- Born: 1930
- Died: 1999 (aged 68–69)
- Education: University College Dublin
- Scientific career
- Workplaces: University College Dublin

= Thérèse Brady =

Irish psychologist

Thérèse Brady (1930– 29 January 1999) was an Irish clinical psychologist. She was a founder of the Psychological Society of Ireland, led postgraduate training at the University College Dublin, and directed the Bereavement Support service of the Irish Hospice Foundation. She was appointed as a fellow of the Foundation in 1988. The Foundation's library is named in her honour, and the School of Psychology at the University College awards a medal in her name.

==Career==
Brady was born in 1930. She initially intended to study languages and was interested in international affairs, however catching tuberculosis as a teenager set caused her to miss a lot of her schooling. She worked hard to gain admission to University College Dublin, earning an honours degree in French and Spanish, and then continuing in Spanish at postgraduate level, although her master of arts degree was again interrupted by illness.

Brady initially worked as a secretary for a voluntary organisation providing support for people with tuberculosis. She then returned to University College Dublin, studying psychology and graduating in 1966. After graduation she worked at the Mater Hospital Child Guidance Clinic. She then helped to develop the Child Guidance Clinic in Ballymun. She also worked at St Vincent's Psychiatric Hospital.
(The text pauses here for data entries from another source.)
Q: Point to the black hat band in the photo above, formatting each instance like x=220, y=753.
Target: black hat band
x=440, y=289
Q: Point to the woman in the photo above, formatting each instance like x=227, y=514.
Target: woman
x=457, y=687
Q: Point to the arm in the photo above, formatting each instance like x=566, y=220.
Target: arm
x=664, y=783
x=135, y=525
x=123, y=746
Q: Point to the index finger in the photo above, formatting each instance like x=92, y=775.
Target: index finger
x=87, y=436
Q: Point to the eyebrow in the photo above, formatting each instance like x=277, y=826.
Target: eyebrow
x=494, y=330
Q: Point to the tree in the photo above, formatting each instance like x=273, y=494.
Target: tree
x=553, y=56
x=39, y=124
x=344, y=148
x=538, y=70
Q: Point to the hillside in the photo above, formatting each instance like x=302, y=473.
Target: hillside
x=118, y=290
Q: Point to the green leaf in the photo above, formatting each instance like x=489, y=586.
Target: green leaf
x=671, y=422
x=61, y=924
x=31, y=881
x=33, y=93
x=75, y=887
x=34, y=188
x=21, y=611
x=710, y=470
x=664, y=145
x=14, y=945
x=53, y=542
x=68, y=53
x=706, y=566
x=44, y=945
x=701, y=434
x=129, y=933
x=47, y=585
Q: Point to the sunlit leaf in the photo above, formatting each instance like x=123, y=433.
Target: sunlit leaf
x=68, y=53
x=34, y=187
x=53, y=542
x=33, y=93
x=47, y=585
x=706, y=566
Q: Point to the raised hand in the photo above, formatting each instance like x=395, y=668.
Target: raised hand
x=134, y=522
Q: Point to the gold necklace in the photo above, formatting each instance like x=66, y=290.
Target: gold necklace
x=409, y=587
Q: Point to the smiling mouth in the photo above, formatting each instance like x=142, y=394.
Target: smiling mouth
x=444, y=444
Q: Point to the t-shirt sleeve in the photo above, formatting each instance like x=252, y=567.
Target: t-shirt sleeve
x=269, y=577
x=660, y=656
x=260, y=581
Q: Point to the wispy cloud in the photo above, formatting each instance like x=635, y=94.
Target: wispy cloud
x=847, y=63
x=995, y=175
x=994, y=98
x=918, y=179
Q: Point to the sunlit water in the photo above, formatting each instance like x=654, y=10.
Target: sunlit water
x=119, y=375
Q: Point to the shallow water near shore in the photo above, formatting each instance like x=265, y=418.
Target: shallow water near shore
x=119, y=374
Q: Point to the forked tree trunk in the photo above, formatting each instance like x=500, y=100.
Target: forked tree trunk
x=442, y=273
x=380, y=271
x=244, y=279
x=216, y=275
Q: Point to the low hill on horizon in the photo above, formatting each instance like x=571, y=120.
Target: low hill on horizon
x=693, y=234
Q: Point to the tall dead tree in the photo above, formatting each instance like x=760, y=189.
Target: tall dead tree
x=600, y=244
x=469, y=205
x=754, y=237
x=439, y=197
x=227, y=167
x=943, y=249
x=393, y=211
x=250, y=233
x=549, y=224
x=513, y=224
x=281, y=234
In 1979, she returned to University College Dublin as director of the postgraduate training programme in clinical psychology. In 1985, she became a director of the Bereavement Support service of the Irish Hospice Foundation, and developed a training programme for volunteers.

She was active in establishing the Psychological Society of Ireland and in 1974 was elected its president.

Brady was a longtime friend of Theodore Alcock, Anna Freud's supervising analyst, and also Donald Broadbent and Jerome Bruner. She was known as a skilful diagnostician, who believed in viewing the whole person rather than focusing on only childhood experiences.

In 1988 the Irish Hospice Foundation appointed Brady a Fellow of the Foundation "for outstanding achievement and contribution to hospice movement".

==Legacy==
The library at the Irish Hospice Foundation is named the Thérèse Brady Library. It focuses on bereavement, palliative care and end-of-life issues.

The School of Psychology at University College Dublin awards the Therésè Brady Medal to the graduating student in the PhD Clinical Psychology programme whose research thesis is judged to show exceptional clinical sensitivity.

==Publications==
- Brady, T, Paradoxes in the Pursuit of Psychological Well-Being, Irish Journal of Psychology, 11, 3, 277–298.